Still flustered, Burke, a nurse in the Nazareth Area School District, waived over a lifeguard in a kayak.
“Excuse me, I think I may be drowning,” she called out.
The lifeguard pointed Burke toward shallow water, suggesting she swim where she could also stand.
“I have two things to say about that,” Burke told the lifeguard. “First, [there are] plants."
Without further explanation, Burke said there was a hint of a smile the lifeguard was trying to suppress.
“Second,” she reasoned, “if I’m going to swim all that way [to the shore], I may as well swim the other way and just finish.”
“Good point,” the lifeguard conceded with a nod.

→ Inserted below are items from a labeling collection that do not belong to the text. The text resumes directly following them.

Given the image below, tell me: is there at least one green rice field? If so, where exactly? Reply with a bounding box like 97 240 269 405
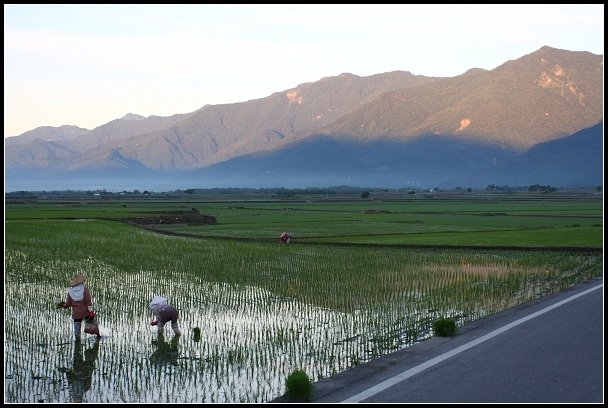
4 190 603 403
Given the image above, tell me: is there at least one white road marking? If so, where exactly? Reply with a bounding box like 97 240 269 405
341 283 604 403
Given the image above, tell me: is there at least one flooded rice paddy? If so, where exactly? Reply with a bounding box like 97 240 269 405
4 237 601 403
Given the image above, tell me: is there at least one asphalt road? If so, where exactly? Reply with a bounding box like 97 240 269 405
296 278 604 403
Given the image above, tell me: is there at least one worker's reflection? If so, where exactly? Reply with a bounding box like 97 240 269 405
150 334 181 365
59 338 99 402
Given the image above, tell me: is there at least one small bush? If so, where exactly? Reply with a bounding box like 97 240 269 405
433 317 456 337
285 370 312 401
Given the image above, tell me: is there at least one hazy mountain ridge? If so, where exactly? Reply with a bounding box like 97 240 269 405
5 47 603 192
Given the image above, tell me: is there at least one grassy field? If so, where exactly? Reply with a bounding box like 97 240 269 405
5 190 603 403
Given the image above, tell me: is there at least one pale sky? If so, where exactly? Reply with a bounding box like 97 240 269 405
4 4 604 137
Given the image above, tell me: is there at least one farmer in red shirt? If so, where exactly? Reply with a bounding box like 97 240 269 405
57 274 101 340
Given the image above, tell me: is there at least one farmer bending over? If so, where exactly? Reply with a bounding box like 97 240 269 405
150 296 182 336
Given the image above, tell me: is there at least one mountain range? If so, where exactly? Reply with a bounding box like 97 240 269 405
5 46 603 191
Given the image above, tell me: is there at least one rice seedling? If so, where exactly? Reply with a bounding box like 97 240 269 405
5 196 603 403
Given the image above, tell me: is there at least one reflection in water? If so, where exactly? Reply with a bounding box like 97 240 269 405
59 338 99 402
150 334 181 365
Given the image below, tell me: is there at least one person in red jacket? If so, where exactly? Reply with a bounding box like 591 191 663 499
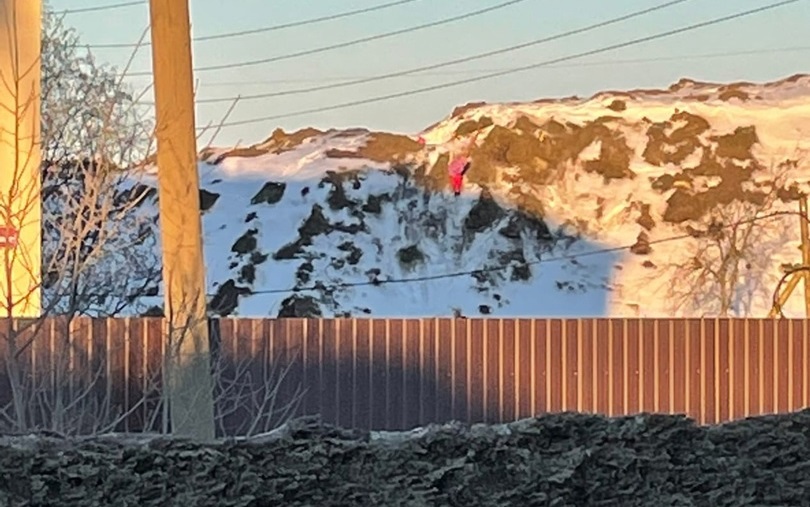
447 131 480 196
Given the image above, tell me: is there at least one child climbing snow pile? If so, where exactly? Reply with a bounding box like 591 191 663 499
447 131 480 196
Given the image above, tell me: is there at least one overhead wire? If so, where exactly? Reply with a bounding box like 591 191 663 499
124 0 532 76
59 0 142 14
204 0 804 128
180 46 810 88
177 0 690 104
88 0 421 49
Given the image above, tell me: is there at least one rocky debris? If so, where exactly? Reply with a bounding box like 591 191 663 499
200 188 220 211
0 411 810 507
250 181 287 205
711 125 759 160
199 127 323 165
397 245 425 266
324 132 422 163
231 229 259 255
630 231 652 255
456 116 492 137
608 99 627 113
208 280 251 317
636 204 655 231
464 190 506 232
277 294 323 319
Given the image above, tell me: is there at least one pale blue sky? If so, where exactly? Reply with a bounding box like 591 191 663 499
49 0 810 145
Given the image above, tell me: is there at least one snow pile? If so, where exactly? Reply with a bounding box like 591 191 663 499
121 72 810 317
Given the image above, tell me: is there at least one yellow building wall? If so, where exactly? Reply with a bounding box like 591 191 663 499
0 0 42 317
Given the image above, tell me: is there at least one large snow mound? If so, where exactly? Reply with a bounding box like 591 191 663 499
109 72 810 317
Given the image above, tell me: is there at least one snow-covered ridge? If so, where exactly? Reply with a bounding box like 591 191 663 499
120 76 810 316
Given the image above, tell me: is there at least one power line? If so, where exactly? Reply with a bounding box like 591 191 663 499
89 0 419 49
205 0 802 128
59 0 146 14
181 0 689 104
124 0 532 76
159 46 810 87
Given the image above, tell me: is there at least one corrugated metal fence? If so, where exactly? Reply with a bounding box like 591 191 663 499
0 318 810 429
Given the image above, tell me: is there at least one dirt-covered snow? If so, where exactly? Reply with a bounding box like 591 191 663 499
109 72 810 317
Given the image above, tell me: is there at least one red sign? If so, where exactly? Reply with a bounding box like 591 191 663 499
0 225 18 248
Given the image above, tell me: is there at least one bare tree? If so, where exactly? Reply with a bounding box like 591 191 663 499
0 5 160 432
0 8 301 434
663 160 797 317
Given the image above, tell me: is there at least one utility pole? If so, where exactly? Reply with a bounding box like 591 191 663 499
768 195 810 319
0 0 42 318
149 0 214 440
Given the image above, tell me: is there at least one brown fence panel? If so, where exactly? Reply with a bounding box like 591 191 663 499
0 318 810 433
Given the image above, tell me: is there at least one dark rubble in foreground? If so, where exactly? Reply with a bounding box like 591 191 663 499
0 411 810 507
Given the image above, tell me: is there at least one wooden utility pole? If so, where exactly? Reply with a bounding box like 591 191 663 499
0 0 42 317
149 0 214 440
768 196 810 319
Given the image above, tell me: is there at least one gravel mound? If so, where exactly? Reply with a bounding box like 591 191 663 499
0 411 810 507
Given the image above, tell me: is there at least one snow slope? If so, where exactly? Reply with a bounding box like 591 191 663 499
128 72 810 317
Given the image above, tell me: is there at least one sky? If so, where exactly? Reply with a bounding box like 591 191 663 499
47 0 810 146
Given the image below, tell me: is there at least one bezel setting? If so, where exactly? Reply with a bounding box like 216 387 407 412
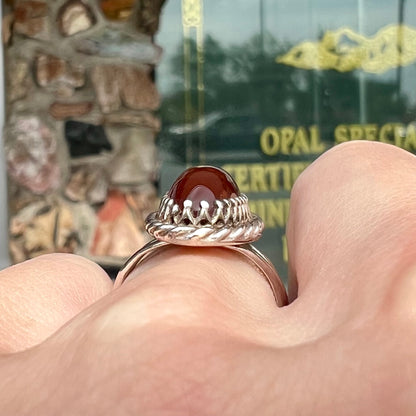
146 194 264 246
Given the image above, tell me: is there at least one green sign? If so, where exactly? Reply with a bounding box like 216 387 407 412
156 0 416 277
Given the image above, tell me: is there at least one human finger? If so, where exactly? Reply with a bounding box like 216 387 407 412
0 254 112 352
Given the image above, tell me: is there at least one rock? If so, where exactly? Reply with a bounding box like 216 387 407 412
117 67 160 110
91 65 121 113
5 116 60 194
65 161 108 204
91 190 148 258
91 65 160 113
1 13 14 45
9 201 79 261
57 0 96 36
6 60 32 102
108 128 157 185
104 110 161 132
136 0 165 36
35 54 85 96
49 101 94 120
126 189 160 229
75 28 162 65
13 0 49 40
65 120 113 157
100 0 134 21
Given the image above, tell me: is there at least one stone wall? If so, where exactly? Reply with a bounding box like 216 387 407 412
2 0 164 266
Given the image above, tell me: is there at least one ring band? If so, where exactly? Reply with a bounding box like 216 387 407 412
114 166 288 306
114 239 287 306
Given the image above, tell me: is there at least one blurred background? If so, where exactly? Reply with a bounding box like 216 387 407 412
0 0 416 278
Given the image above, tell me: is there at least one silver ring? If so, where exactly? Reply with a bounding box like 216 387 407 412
114 166 287 306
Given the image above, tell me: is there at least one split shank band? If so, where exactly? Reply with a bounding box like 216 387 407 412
115 166 287 306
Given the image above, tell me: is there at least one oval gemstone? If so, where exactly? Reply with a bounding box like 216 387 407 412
168 166 240 217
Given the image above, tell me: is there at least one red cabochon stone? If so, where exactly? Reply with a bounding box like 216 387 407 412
168 166 240 216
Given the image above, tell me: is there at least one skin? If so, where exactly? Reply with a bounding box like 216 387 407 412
0 142 416 416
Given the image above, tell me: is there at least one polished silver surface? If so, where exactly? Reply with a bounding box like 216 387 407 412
114 240 288 306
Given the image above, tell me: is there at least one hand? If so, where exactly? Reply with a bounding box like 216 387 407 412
0 142 416 416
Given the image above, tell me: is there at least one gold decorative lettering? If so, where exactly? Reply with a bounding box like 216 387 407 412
364 124 377 140
276 24 416 74
335 124 349 144
379 124 393 144
350 124 364 140
250 164 268 192
404 124 416 152
309 126 325 154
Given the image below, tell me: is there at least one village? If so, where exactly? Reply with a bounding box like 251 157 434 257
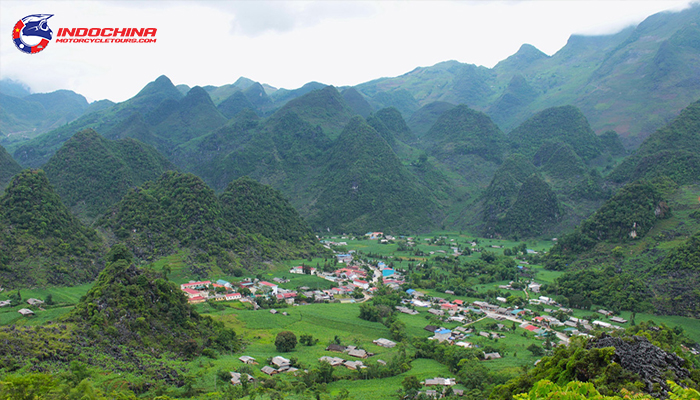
170 232 627 396
0 232 627 397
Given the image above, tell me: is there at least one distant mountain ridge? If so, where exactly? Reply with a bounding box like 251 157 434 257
44 129 175 219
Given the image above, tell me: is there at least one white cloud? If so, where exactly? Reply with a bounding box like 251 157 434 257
0 0 689 101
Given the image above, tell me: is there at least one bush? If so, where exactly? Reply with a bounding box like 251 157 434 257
275 331 297 353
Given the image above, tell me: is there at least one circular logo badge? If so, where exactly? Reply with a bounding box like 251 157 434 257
12 14 53 54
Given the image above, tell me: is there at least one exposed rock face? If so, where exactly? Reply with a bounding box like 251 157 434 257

Just as she had forced herself to let go of the bike when her children learned to ride without training wheels, Burke let go of the patient lifeguard’s kayak and swam -- away from shore (and plants).
“I had to trust that it would be OK,” she said. “There was no sense in quitting. I couldn’t go home and tell my kids, ‘Mommy didn’t do it today’ when I was already halfway done.”
"Mommies on the Run" also has a pact: Leave no Mommy behind.
As Burke pulled herself from the lake, she spotted her fellow "Mommies" waiting patiently at the bike rack.
“I swam in a lake!” she triumphantly exclaimed before readying herself for the next leg of the triathlon. “Even though it added minutes to their own race times, those ladies waited for me.”
With the 16.2-mile bike ride and most of the 2.3-mile run behind her, the finish line was in sight. A friend ran beside Burke.
“You’re almost there," the friend pushed. "You’re almost a triathlete!”
Burke reflected on her day with combined relief and pride.
“I’m not last. I’m not dead. And I swam in a lake," she said. "Mission accomplished."
Burke and her fellow "Mommies on the Run" -- Suzanne Moore, Dana Neuffer and Vincent, all of Bethlehem Township -- finished the race the way they started it: together.